We observed a clear boundary between transcriptome cluster 1 and 2 within FC histological area (Figure 7, A and B), showing the capability of ST analysis to identify plaque areas with different gene expression patterns that are not histologically distinguishable. To take advantage of this likely unique ST feature and considering the importance of the FC for overall stability of atheroma (51), we focused our subsequent analysis on cluster 1 and 2. First, we found discrete differences in the cellular composition of cluster 1 and 2. More T cells, B cells, and MFs were in cluster 1, whereas fibroblast levels were lower (Supplemental Figure 4B). The top upregulated genes in cluster 1 (versus other clusters) included components of the complement system (C3, C1qA, C1qC, and C1qB) and cathepsin D (CTSD; Figure 7C). The top genes in cluster 2 included CCN2 and CCN3 (CCN molecules are involved in wound healing and fibrosis, ref. 52) and fibronectin 1, which is known to play a vital role in tissue repair (53). A comparison of DEGs between cluster 1 and 2 showed that upregulated CTSD was the top-ranked DEG in cluster 1 versus 2 (~2.1-fold higher expression in cluster 1 vs. 2; adjusted P value = 1.71 × 10–220). CTSD is a proapoptotic molecule and collagen-degrading protease that is highly expressed in MFs (54). Higher cathepsin activity is associated with unstable plaque (54). Ingenuity Pathway Analysis (IPA; QIAGEN) predicted that necrosis and apoptosis pathways are upregulated in cluster 1 versus 2 (data not shown), consistent with increased expression of CTSD. Importantly, cluster 1 is the thinnest part of the FC. Taken together, these data suggest that cluster 1 is a tissue-degrading and less fibrotic compartment of the FC compared with cluster 2. We speculate that cluster 1 represents a plaque site with potentially increased vulnerability and propensity to erode or rupture.

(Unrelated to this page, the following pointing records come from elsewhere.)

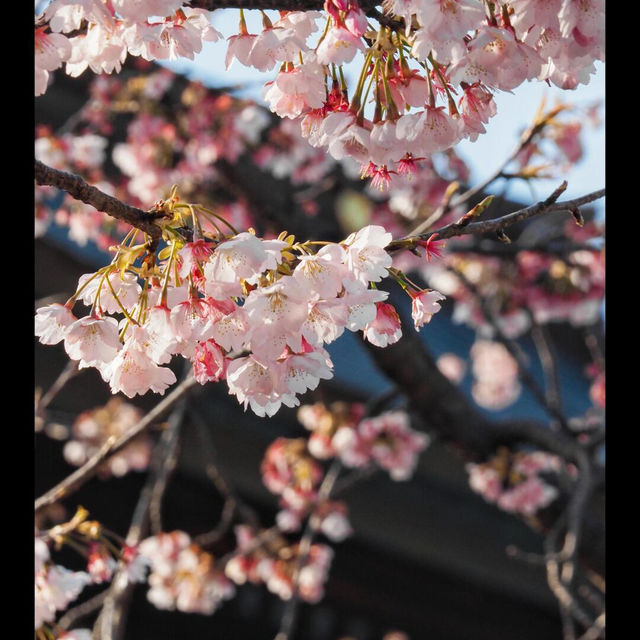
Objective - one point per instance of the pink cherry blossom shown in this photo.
(93, 341)
(209, 363)
(133, 371)
(52, 322)
(385, 329)
(423, 305)
(338, 46)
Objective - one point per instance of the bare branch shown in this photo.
(76, 187)
(110, 623)
(74, 481)
(289, 618)
(499, 224)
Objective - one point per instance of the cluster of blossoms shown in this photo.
(153, 29)
(274, 564)
(253, 312)
(290, 471)
(183, 576)
(547, 288)
(92, 429)
(512, 480)
(436, 50)
(386, 441)
(55, 586)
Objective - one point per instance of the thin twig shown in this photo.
(167, 462)
(232, 501)
(499, 224)
(74, 481)
(76, 187)
(548, 360)
(110, 623)
(290, 616)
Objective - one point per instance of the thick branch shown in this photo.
(76, 187)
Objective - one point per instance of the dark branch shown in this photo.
(73, 482)
(499, 224)
(76, 187)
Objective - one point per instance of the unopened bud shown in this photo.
(475, 212)
(577, 216)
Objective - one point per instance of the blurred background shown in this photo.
(428, 556)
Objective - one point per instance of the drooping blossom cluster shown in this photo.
(182, 576)
(290, 471)
(250, 311)
(164, 30)
(410, 73)
(55, 586)
(386, 440)
(274, 564)
(512, 480)
(92, 429)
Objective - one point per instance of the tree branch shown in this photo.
(76, 187)
(73, 482)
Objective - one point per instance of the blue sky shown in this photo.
(515, 111)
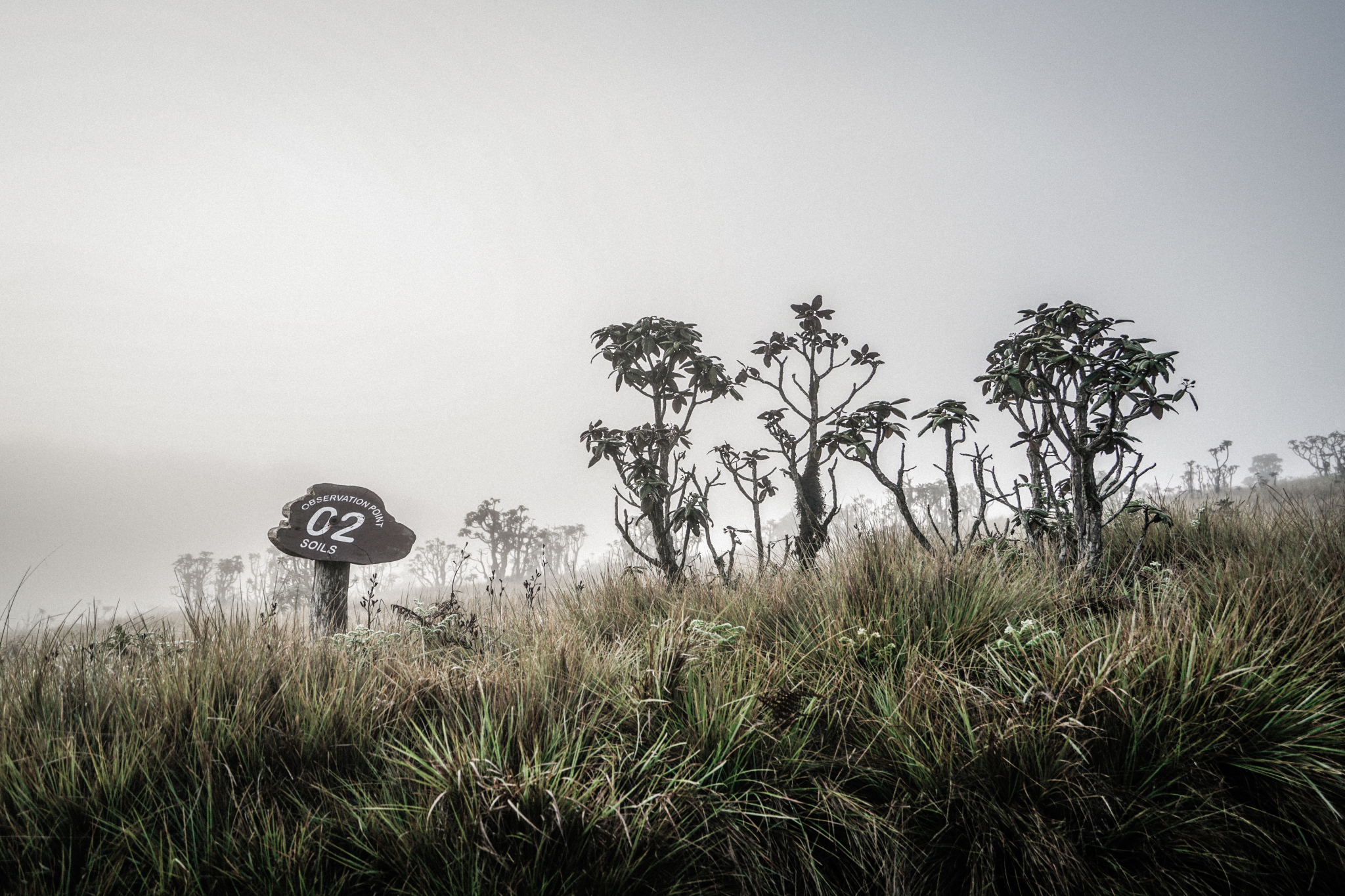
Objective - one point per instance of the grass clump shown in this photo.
(889, 723)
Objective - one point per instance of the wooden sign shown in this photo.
(342, 524)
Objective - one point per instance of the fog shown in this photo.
(254, 246)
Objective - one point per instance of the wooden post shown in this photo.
(331, 601)
(335, 526)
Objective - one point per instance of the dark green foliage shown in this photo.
(1173, 730)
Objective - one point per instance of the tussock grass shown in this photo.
(1178, 729)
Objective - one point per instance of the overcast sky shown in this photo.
(250, 246)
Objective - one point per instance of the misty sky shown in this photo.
(250, 246)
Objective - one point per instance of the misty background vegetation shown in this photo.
(264, 246)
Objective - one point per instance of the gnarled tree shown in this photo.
(1084, 387)
(661, 359)
(813, 351)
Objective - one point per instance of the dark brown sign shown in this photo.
(343, 524)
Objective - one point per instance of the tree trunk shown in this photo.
(811, 508)
(1088, 515)
(331, 589)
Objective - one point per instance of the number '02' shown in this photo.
(340, 535)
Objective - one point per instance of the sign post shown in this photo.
(335, 526)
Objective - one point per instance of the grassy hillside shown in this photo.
(893, 723)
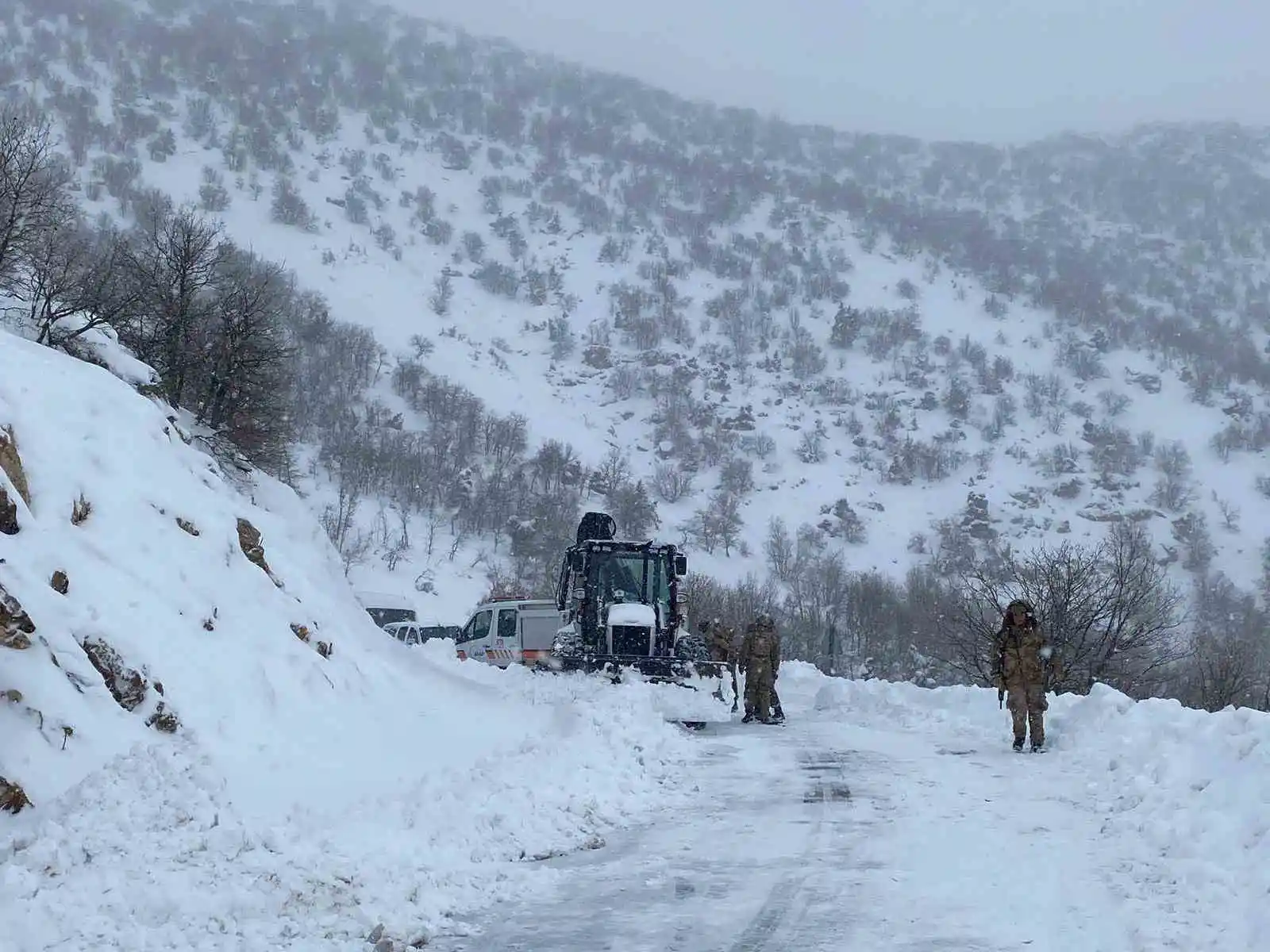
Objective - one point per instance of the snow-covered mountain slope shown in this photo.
(664, 282)
(206, 738)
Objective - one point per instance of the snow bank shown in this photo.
(319, 777)
(1187, 789)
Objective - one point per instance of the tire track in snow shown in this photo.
(827, 787)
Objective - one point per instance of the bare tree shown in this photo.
(1230, 662)
(73, 282)
(175, 259)
(35, 196)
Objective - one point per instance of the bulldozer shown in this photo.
(624, 609)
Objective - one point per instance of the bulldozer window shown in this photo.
(626, 573)
(478, 628)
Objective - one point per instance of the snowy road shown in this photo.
(829, 835)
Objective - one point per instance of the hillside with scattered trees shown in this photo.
(457, 294)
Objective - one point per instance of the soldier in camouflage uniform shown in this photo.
(722, 641)
(1022, 654)
(760, 659)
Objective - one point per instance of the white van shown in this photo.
(419, 632)
(511, 631)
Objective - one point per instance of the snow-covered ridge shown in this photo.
(318, 777)
(618, 304)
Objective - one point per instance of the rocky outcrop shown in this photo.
(127, 685)
(253, 547)
(12, 465)
(16, 625)
(13, 797)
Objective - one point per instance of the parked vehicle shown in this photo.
(387, 608)
(510, 631)
(418, 634)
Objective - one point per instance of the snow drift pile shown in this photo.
(206, 739)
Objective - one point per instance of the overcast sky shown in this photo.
(988, 70)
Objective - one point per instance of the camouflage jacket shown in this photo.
(761, 645)
(1022, 654)
(722, 641)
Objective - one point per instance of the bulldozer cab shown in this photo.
(622, 597)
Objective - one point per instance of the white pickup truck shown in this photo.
(511, 631)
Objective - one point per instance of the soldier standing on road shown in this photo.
(1022, 653)
(722, 641)
(760, 660)
(778, 714)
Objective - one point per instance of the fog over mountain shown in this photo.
(979, 70)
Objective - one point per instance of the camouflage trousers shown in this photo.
(1028, 706)
(760, 689)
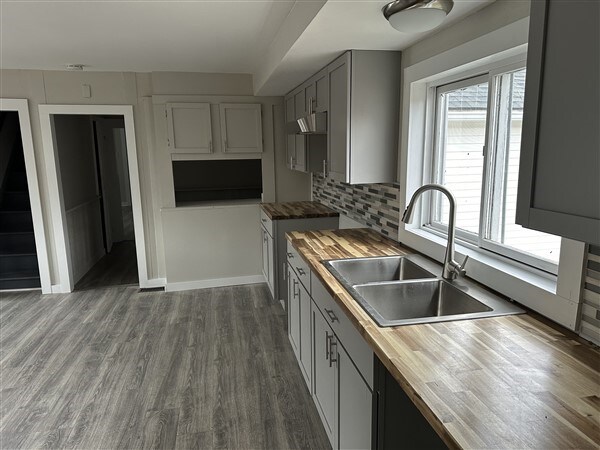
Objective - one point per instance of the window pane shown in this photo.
(503, 198)
(461, 136)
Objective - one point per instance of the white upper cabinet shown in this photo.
(241, 128)
(189, 127)
(559, 181)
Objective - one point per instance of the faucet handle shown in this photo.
(461, 269)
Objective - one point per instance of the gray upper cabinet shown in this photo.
(364, 102)
(189, 127)
(338, 117)
(241, 127)
(559, 178)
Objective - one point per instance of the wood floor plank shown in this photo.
(119, 368)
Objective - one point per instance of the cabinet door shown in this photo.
(559, 186)
(294, 311)
(241, 128)
(290, 116)
(321, 91)
(339, 95)
(355, 406)
(305, 336)
(271, 263)
(189, 128)
(324, 373)
(300, 147)
(300, 103)
(265, 250)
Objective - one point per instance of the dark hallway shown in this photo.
(18, 258)
(119, 267)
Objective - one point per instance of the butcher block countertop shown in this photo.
(297, 210)
(504, 382)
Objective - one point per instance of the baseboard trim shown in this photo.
(153, 283)
(217, 282)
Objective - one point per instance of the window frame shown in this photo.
(432, 157)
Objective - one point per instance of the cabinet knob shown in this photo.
(331, 315)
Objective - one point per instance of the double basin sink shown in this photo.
(403, 290)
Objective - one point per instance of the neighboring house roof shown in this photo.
(475, 97)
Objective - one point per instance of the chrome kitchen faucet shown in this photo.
(451, 268)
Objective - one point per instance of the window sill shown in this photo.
(530, 287)
(535, 277)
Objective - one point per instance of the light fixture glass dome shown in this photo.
(415, 16)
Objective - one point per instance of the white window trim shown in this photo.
(555, 297)
(458, 81)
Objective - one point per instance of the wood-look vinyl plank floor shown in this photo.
(119, 368)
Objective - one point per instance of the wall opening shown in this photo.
(198, 183)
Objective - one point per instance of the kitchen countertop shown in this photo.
(297, 210)
(502, 382)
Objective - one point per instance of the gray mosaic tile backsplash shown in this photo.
(375, 205)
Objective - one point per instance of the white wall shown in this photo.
(125, 88)
(76, 161)
(212, 246)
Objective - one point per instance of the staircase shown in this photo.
(18, 258)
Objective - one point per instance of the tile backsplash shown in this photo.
(376, 206)
(589, 327)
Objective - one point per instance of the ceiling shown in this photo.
(280, 42)
(141, 36)
(342, 25)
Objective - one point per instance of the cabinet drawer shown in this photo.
(299, 265)
(266, 222)
(354, 344)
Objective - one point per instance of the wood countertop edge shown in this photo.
(297, 210)
(377, 340)
(362, 328)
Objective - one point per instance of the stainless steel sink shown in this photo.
(378, 269)
(402, 291)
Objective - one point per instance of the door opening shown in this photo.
(18, 255)
(92, 161)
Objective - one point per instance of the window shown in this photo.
(476, 155)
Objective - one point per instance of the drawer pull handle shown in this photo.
(332, 351)
(331, 315)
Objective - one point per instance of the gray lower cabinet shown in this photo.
(325, 372)
(336, 362)
(274, 255)
(355, 405)
(294, 312)
(267, 259)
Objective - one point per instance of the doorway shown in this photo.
(23, 252)
(94, 188)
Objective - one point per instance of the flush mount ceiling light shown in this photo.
(415, 16)
(75, 67)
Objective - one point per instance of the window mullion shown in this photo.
(488, 158)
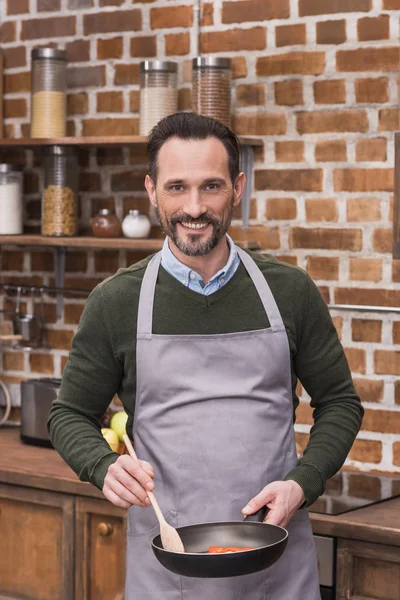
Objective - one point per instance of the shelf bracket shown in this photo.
(246, 165)
(60, 274)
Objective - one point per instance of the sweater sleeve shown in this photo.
(91, 378)
(322, 368)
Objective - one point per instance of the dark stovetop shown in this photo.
(348, 490)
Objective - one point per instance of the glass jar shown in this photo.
(136, 225)
(158, 92)
(106, 224)
(59, 200)
(11, 213)
(211, 87)
(48, 92)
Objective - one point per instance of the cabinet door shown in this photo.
(367, 571)
(100, 550)
(36, 544)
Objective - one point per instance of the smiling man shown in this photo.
(204, 344)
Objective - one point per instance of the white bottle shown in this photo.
(11, 217)
(136, 225)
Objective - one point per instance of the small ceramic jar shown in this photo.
(106, 224)
(136, 225)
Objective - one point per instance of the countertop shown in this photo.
(43, 468)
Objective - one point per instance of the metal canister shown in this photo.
(211, 87)
(48, 92)
(59, 200)
(158, 92)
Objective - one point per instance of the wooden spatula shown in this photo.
(169, 536)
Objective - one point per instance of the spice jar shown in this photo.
(106, 224)
(136, 225)
(211, 87)
(11, 221)
(48, 92)
(59, 200)
(158, 92)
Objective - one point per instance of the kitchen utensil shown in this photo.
(169, 538)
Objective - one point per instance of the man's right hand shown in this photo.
(127, 482)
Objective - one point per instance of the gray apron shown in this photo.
(214, 416)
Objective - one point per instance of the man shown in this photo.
(204, 344)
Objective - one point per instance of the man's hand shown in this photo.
(127, 482)
(283, 498)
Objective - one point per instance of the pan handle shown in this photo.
(259, 516)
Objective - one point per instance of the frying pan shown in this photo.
(268, 541)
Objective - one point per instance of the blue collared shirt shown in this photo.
(192, 279)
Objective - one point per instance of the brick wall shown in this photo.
(317, 79)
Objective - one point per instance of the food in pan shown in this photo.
(227, 550)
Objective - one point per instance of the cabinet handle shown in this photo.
(105, 529)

We also compared cell type ratio and DEGs in cluster 1 and 2 in IGF-1 versus saline specimens. IGF-1 slightly decreased MFs in both cluster 1 and 2, and IGF-1 upregulated FMs in cluster 2 (Figure 7E). SMC transition into FMs prevents FC thinning (48), suggesting that higher FM levels in the FC are beneficial during the disease process. IGF-1 reduced CTSD expression in both clusters, whereas vimentin expression (VIM) was decreased only in cluster 1. The top-ranked DEGs in comparing IGF-1 versus saline groups in cluster 1 and 2 included downregulated chemokine CXCL14 and MMP9 (Figure 7F). Thus, use of ST combined with deconvolution algorithms provided, to our knowledge for the first time, a profile of the spatial transcriptome of advanced atherosclerotic plaque and changes induced by IGF-1.